Harrison was also a member of the San Francisco Traffic Club (honorary member), State of California Armenian-American Citizen's League (honorary life-member), Commonwealth Club and the American National Committee to Aid Homeless Armenians (ANCHA).

==Death==

Harrison died on January 1, 1994. He had no children.

==Military awards==
Harrison's military awards include:
| | Purple Heart |
| | Good Conduct Medal |
| | American Campaign Medal |
| | European-African-Middle Eastern Campaign Medal with four bronze campaign stars |
| | World War II Victory Medal |

==Recognition and legacy==
Harrison was nationally named "Hero of the Year" for rehabilitation work by the Disabled American Veterans in 1950.

He was the subject of the article entitled "The Man Who Refused to Die" by Vera Connolly, published in Red Book Magazine, October 1951. The article was reprinted in Reader's Digest, March 1952 and also reprinted in book form by Twayne Publishers and released as an anthology in 1953 entitled "Courage is the Key."

He was deemed as a Knight of the Order of the Compassionate Heart on December 18, 1975.

Harrison was the subject of a radio play entitled "The Empty Sleeve" by Irve Tunick which aired on an hour long nationwide broadcast on August 14, 1951, on the CBS network.

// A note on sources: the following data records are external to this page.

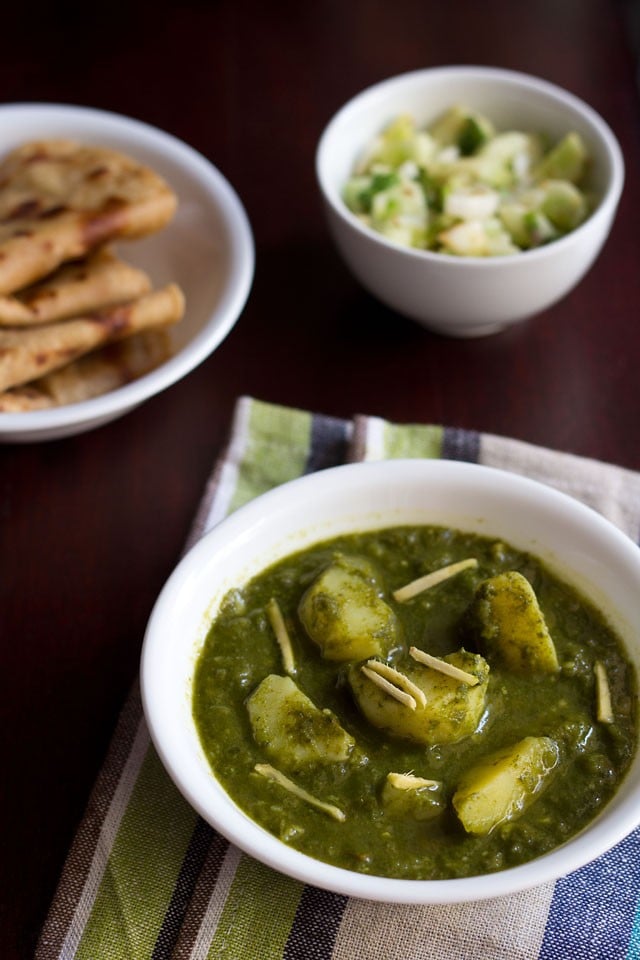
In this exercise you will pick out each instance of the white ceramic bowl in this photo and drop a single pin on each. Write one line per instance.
(574, 540)
(470, 296)
(207, 249)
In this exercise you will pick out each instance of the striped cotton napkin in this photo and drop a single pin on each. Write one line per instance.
(146, 879)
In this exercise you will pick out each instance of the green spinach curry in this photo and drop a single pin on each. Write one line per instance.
(415, 702)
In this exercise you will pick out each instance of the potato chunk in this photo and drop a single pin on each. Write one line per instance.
(503, 785)
(292, 730)
(451, 711)
(343, 612)
(506, 615)
(406, 797)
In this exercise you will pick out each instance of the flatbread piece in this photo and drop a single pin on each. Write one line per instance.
(99, 280)
(60, 199)
(97, 373)
(30, 353)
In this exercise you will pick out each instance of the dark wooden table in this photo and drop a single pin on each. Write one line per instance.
(91, 526)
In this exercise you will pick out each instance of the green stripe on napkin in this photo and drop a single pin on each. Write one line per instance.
(142, 869)
(257, 915)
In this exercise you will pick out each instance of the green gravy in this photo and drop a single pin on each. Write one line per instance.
(241, 650)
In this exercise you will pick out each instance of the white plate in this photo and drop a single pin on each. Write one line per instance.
(207, 249)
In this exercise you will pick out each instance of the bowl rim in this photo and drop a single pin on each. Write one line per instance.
(234, 293)
(594, 840)
(606, 205)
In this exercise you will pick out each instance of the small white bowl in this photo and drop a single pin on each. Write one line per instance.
(575, 541)
(467, 296)
(207, 249)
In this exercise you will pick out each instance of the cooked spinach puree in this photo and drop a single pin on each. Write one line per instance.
(503, 765)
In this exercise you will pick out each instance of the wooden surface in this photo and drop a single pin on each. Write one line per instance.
(91, 526)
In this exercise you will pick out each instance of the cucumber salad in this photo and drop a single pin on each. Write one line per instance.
(460, 187)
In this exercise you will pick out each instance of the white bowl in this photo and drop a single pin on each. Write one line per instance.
(587, 550)
(207, 249)
(470, 296)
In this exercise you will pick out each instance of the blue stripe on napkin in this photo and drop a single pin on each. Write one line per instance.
(596, 906)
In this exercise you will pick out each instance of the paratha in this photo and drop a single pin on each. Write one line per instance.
(30, 353)
(96, 281)
(97, 373)
(60, 199)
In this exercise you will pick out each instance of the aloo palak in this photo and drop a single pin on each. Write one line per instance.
(415, 702)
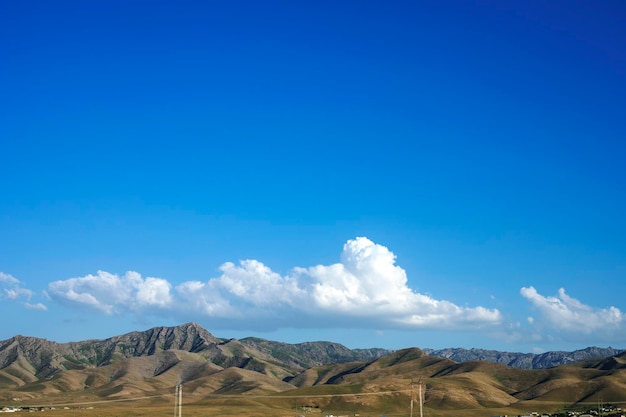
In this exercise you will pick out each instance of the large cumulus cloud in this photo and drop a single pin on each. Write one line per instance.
(365, 286)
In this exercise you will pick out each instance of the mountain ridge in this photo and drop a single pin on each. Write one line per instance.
(149, 363)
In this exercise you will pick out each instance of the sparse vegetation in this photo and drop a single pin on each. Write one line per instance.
(260, 378)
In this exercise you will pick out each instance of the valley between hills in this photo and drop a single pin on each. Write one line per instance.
(136, 374)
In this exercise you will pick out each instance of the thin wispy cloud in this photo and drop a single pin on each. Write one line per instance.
(572, 318)
(12, 289)
(365, 286)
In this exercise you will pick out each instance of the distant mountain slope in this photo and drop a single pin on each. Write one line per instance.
(149, 364)
(524, 360)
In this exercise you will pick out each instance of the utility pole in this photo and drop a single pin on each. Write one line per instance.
(178, 401)
(421, 400)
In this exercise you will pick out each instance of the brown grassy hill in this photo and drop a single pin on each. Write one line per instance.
(143, 368)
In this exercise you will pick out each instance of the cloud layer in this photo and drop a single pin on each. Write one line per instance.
(365, 289)
(365, 284)
(573, 319)
(12, 289)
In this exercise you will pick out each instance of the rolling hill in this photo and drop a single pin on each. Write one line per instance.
(145, 366)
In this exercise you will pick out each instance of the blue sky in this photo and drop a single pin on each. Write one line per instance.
(430, 174)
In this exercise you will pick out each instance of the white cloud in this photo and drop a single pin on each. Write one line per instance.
(37, 306)
(366, 288)
(568, 315)
(111, 293)
(7, 279)
(13, 290)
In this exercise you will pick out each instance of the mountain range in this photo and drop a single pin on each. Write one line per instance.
(323, 375)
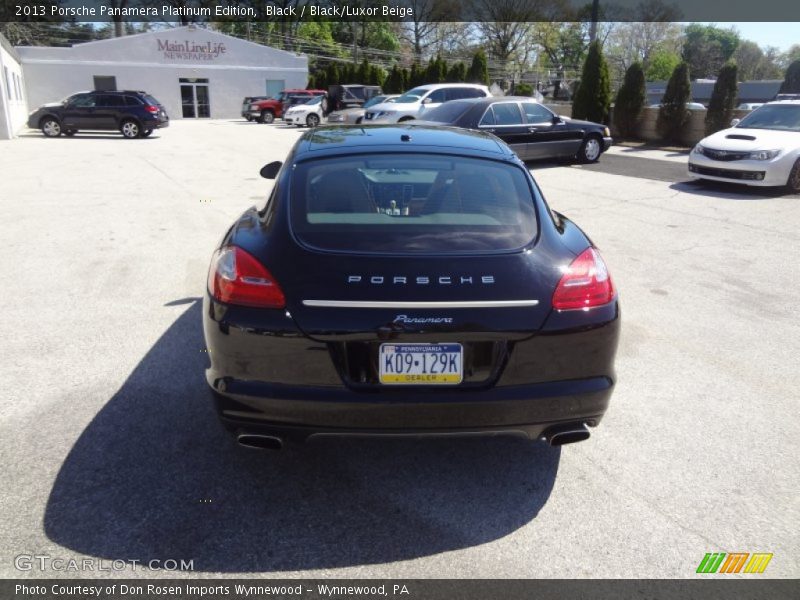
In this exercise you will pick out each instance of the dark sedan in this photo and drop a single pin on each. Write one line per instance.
(407, 280)
(531, 129)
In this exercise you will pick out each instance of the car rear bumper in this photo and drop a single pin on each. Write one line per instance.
(303, 412)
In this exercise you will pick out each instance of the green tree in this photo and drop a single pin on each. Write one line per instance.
(362, 74)
(723, 99)
(416, 75)
(706, 48)
(436, 71)
(457, 73)
(333, 76)
(377, 75)
(523, 89)
(661, 65)
(630, 100)
(394, 81)
(753, 63)
(479, 69)
(673, 114)
(593, 97)
(791, 81)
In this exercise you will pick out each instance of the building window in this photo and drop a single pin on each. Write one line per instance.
(105, 83)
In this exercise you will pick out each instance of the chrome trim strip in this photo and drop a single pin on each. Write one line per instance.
(461, 304)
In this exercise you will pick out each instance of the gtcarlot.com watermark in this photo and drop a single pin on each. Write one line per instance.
(45, 562)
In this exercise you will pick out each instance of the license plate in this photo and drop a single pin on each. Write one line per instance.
(421, 364)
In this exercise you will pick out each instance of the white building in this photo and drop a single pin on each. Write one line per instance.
(13, 109)
(193, 72)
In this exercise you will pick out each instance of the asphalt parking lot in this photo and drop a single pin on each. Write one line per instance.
(110, 448)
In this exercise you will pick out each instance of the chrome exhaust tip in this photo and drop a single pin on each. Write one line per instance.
(259, 442)
(567, 434)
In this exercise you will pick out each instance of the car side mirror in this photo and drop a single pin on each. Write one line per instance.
(269, 171)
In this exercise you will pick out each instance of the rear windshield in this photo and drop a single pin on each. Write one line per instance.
(781, 117)
(447, 112)
(412, 204)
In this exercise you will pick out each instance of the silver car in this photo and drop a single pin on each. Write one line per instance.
(353, 116)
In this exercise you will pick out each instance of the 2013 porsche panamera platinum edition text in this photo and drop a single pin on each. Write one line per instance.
(407, 281)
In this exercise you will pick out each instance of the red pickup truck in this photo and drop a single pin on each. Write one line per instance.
(266, 111)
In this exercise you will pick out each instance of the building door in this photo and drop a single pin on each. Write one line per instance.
(195, 100)
(275, 87)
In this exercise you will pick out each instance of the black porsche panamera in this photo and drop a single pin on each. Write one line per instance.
(407, 280)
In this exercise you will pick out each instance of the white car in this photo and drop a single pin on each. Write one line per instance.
(414, 103)
(310, 113)
(762, 149)
(689, 106)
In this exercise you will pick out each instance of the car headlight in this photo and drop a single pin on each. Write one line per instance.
(764, 154)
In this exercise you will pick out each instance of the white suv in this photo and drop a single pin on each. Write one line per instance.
(414, 103)
(310, 113)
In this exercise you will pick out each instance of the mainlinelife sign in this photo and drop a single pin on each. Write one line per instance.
(187, 50)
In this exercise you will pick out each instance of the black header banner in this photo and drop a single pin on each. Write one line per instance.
(199, 11)
(714, 588)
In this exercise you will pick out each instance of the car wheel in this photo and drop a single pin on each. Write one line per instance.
(590, 150)
(130, 129)
(793, 183)
(51, 127)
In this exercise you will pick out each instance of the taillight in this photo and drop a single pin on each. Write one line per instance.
(585, 283)
(236, 277)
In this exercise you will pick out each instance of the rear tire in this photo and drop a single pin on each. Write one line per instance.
(51, 127)
(793, 183)
(591, 149)
(130, 129)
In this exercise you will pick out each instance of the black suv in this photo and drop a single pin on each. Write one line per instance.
(134, 114)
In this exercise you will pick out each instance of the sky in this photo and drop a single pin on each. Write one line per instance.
(782, 35)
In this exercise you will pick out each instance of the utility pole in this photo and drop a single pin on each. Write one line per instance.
(595, 16)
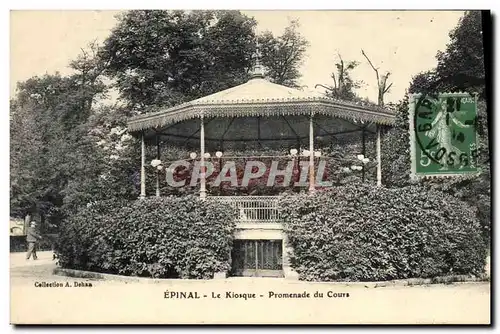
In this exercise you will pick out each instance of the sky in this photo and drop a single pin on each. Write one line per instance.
(401, 42)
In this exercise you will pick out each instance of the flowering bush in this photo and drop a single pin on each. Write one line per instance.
(365, 233)
(155, 237)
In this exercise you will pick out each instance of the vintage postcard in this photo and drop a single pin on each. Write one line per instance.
(250, 167)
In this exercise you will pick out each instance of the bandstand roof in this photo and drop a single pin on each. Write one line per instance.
(262, 113)
(260, 97)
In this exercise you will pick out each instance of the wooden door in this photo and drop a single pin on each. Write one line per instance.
(262, 258)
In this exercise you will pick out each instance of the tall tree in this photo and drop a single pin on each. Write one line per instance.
(382, 85)
(283, 55)
(344, 86)
(161, 58)
(44, 117)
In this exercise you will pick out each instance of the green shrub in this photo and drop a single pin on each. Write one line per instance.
(367, 233)
(155, 237)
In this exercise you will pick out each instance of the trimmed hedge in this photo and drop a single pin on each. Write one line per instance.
(367, 233)
(167, 237)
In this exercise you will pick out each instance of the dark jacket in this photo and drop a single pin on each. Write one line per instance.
(31, 235)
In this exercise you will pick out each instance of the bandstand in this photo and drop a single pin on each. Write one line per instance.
(258, 114)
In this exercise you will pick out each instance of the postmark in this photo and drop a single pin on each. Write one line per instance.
(443, 134)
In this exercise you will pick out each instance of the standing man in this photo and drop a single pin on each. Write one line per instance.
(32, 238)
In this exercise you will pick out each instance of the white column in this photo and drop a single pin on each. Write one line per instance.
(379, 159)
(311, 155)
(203, 190)
(143, 167)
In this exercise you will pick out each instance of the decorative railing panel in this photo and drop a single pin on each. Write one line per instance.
(253, 209)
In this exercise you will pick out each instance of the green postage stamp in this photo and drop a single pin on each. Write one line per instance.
(443, 135)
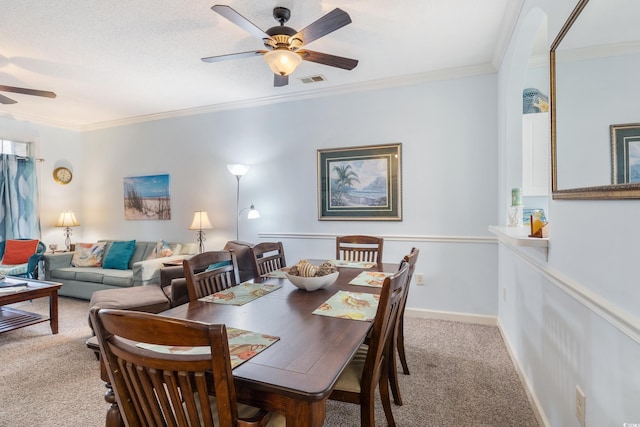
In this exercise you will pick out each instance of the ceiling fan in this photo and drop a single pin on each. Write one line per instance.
(24, 91)
(284, 44)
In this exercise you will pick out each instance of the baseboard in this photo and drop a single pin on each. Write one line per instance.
(531, 395)
(453, 316)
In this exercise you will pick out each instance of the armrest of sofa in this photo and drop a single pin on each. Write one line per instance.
(148, 271)
(243, 255)
(173, 278)
(54, 261)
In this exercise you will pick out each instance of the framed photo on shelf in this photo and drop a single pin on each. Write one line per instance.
(360, 183)
(625, 153)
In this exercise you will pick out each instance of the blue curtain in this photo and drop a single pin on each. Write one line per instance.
(19, 213)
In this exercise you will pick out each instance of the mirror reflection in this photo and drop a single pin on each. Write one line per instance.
(596, 90)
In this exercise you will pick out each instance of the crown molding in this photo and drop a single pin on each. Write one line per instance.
(408, 80)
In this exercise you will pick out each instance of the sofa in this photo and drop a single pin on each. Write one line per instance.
(174, 284)
(82, 282)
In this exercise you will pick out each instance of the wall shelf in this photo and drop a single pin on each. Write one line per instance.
(518, 236)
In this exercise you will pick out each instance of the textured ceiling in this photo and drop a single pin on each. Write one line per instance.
(116, 60)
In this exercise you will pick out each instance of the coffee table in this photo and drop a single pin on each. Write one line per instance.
(13, 318)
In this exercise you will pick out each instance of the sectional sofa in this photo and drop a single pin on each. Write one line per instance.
(142, 269)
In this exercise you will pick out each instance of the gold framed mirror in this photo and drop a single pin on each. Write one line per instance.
(594, 92)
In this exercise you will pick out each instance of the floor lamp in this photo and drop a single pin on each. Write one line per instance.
(200, 222)
(238, 170)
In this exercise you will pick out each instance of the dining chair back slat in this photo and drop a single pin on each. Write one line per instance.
(398, 341)
(155, 388)
(369, 367)
(359, 248)
(210, 272)
(267, 257)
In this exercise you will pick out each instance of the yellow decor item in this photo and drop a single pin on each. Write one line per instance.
(62, 175)
(539, 228)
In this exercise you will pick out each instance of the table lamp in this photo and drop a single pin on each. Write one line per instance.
(67, 219)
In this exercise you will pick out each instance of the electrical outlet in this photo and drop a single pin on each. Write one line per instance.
(580, 405)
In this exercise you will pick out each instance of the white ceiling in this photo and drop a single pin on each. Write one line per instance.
(116, 60)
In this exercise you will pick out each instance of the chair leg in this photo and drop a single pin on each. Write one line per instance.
(400, 345)
(367, 409)
(383, 385)
(393, 375)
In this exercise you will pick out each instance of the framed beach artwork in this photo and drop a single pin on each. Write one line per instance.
(360, 183)
(147, 197)
(625, 153)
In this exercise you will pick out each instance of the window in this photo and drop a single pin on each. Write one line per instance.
(18, 148)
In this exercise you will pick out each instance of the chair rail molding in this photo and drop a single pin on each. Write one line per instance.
(392, 238)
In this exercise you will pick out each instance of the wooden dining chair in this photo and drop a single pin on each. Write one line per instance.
(267, 257)
(154, 388)
(398, 341)
(359, 248)
(210, 272)
(369, 367)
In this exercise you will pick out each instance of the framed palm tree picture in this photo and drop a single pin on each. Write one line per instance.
(360, 183)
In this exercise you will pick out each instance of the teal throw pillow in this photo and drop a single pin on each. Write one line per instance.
(218, 265)
(119, 255)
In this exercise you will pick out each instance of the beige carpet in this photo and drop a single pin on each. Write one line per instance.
(461, 375)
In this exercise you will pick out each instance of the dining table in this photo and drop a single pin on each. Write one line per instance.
(295, 375)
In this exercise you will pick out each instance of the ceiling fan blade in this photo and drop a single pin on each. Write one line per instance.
(238, 55)
(330, 22)
(5, 100)
(240, 21)
(330, 60)
(45, 93)
(279, 81)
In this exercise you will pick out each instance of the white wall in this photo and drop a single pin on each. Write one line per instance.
(448, 135)
(572, 320)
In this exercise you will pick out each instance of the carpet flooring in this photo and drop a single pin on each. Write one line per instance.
(461, 375)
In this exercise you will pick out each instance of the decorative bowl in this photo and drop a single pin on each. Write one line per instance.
(312, 283)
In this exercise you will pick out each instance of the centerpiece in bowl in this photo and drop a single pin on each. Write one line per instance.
(311, 277)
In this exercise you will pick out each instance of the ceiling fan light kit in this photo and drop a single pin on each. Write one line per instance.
(284, 43)
(282, 61)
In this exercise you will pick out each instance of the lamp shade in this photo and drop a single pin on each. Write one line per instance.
(67, 219)
(237, 169)
(282, 61)
(200, 221)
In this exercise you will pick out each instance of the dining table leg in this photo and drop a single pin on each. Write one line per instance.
(305, 413)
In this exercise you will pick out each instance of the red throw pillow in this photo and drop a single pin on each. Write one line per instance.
(18, 251)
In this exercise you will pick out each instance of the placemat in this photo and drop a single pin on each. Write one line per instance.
(243, 345)
(373, 279)
(350, 305)
(241, 294)
(279, 274)
(352, 264)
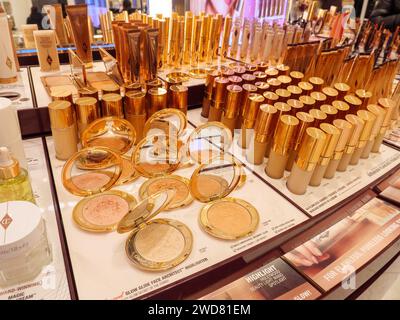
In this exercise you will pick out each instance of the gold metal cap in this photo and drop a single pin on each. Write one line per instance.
(332, 137)
(311, 148)
(135, 103)
(61, 114)
(369, 120)
(285, 134)
(346, 129)
(358, 125)
(264, 121)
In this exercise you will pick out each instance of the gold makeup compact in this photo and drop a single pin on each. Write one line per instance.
(180, 184)
(91, 171)
(112, 132)
(167, 121)
(102, 212)
(155, 244)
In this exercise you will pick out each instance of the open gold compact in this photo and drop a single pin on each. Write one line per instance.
(112, 132)
(182, 197)
(155, 244)
(102, 212)
(172, 122)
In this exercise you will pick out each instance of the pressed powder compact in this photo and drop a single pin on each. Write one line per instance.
(112, 132)
(102, 212)
(180, 184)
(155, 244)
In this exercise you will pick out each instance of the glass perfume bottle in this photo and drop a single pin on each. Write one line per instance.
(14, 181)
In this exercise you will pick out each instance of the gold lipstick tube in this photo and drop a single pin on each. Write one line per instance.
(284, 140)
(232, 106)
(305, 121)
(225, 37)
(369, 119)
(310, 151)
(358, 125)
(86, 112)
(262, 134)
(346, 130)
(332, 137)
(179, 98)
(135, 111)
(388, 105)
(111, 105)
(156, 100)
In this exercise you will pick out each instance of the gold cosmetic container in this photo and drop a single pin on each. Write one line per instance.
(249, 116)
(358, 125)
(111, 105)
(317, 83)
(306, 87)
(388, 106)
(343, 89)
(331, 94)
(354, 103)
(319, 117)
(305, 121)
(369, 119)
(330, 111)
(364, 96)
(310, 151)
(86, 112)
(135, 111)
(179, 98)
(218, 99)
(380, 115)
(211, 75)
(157, 99)
(63, 127)
(296, 76)
(295, 91)
(232, 106)
(346, 130)
(283, 142)
(262, 134)
(332, 137)
(144, 229)
(342, 107)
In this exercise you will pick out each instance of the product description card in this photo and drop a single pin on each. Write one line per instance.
(274, 281)
(331, 191)
(18, 92)
(52, 283)
(334, 255)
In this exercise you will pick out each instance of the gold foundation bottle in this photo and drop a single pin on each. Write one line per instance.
(232, 106)
(380, 115)
(249, 115)
(309, 153)
(218, 99)
(358, 125)
(63, 127)
(388, 106)
(346, 130)
(332, 136)
(369, 120)
(283, 142)
(262, 133)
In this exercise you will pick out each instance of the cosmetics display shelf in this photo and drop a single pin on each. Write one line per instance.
(19, 92)
(52, 282)
(332, 193)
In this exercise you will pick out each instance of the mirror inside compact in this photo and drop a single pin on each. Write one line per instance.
(91, 171)
(158, 244)
(156, 155)
(208, 141)
(112, 132)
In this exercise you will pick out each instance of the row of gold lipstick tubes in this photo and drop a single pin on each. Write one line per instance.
(304, 127)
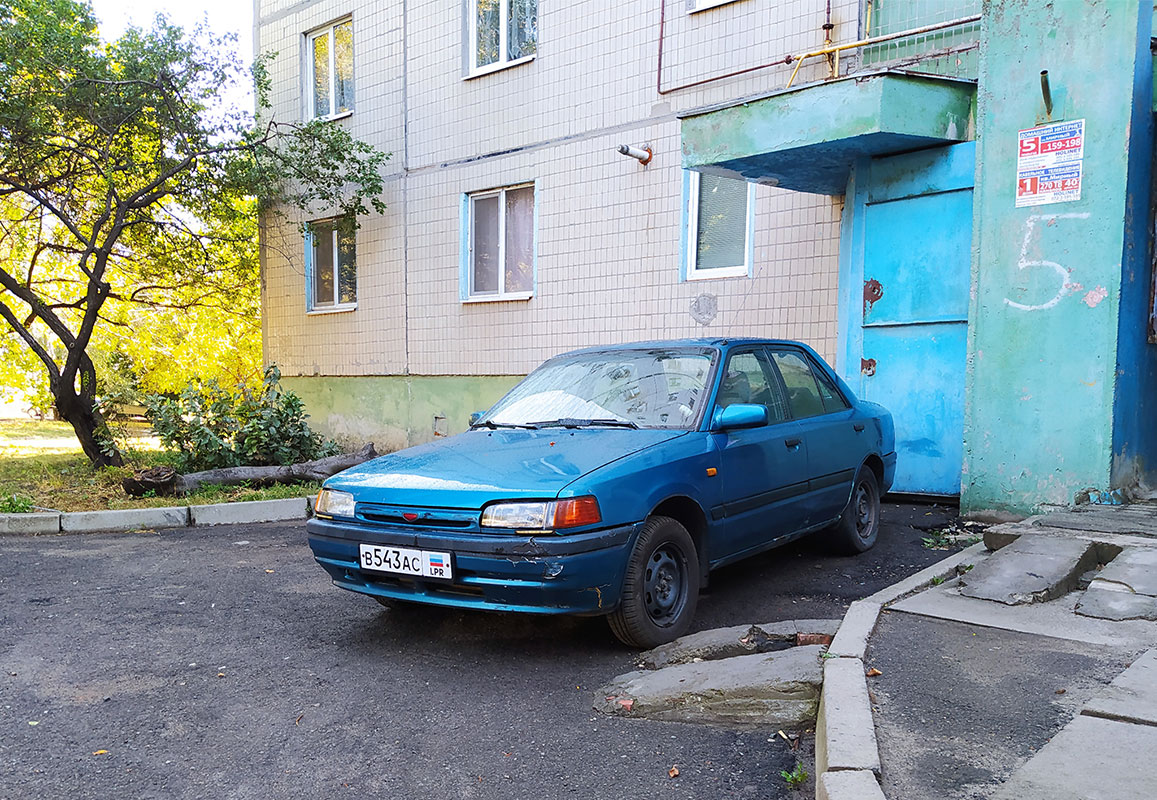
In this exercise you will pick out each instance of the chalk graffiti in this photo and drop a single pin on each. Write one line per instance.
(1095, 296)
(1025, 263)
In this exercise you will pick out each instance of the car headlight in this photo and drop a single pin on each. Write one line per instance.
(332, 503)
(543, 514)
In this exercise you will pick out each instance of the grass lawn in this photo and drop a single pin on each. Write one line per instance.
(43, 461)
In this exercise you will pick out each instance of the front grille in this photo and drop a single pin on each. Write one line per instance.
(405, 516)
(421, 521)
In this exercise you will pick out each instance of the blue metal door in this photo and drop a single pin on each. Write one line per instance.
(905, 305)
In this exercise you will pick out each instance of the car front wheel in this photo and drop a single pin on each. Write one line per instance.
(661, 588)
(860, 523)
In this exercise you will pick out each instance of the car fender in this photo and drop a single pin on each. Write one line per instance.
(629, 489)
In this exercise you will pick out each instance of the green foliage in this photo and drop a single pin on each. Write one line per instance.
(796, 778)
(129, 205)
(15, 504)
(209, 427)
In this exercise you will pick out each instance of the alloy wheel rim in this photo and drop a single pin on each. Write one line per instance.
(664, 585)
(864, 509)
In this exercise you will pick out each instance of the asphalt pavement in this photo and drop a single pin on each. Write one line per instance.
(221, 662)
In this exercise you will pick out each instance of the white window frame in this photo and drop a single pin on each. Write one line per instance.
(312, 36)
(337, 306)
(692, 251)
(473, 70)
(469, 295)
(695, 6)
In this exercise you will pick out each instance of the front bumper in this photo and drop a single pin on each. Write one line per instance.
(576, 573)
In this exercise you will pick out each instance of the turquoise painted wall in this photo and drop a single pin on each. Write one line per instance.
(1044, 404)
(396, 411)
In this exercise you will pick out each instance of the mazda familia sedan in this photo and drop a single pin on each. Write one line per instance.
(611, 482)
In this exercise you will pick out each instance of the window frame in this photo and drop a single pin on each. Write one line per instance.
(503, 63)
(337, 306)
(697, 6)
(312, 36)
(466, 270)
(772, 378)
(690, 269)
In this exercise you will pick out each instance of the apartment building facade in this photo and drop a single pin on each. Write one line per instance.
(768, 189)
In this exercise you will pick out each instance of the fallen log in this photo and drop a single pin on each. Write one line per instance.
(252, 476)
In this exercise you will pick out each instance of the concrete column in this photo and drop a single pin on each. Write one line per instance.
(1058, 359)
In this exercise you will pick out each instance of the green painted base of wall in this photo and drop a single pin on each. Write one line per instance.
(396, 411)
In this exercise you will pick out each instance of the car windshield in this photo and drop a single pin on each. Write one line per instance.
(620, 388)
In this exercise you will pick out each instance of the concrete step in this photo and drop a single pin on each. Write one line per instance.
(1033, 569)
(1125, 589)
(1136, 520)
(776, 689)
(724, 643)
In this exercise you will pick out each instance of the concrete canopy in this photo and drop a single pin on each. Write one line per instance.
(807, 139)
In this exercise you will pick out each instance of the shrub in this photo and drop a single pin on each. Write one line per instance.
(209, 427)
(15, 504)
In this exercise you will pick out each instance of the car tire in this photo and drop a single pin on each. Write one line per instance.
(661, 587)
(859, 526)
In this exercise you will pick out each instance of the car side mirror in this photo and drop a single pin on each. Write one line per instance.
(739, 416)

He was the subject of an article "A Universal Experience: My Favorite Story" by Vera Connolly published by the United States Department of Labor and printed by the President's Committee on Employment of the Physically Handicapped.

Former San Francisco mayor Elmer E. Robinson said about Harrison:

Sam Harrison is an inspiration to everyone who knows him. His tremendous force of character is evident in his fight back to a position of great usefulness to this community. He's a wonderful American. He sets us all a great example of patriotism and unselfish community service.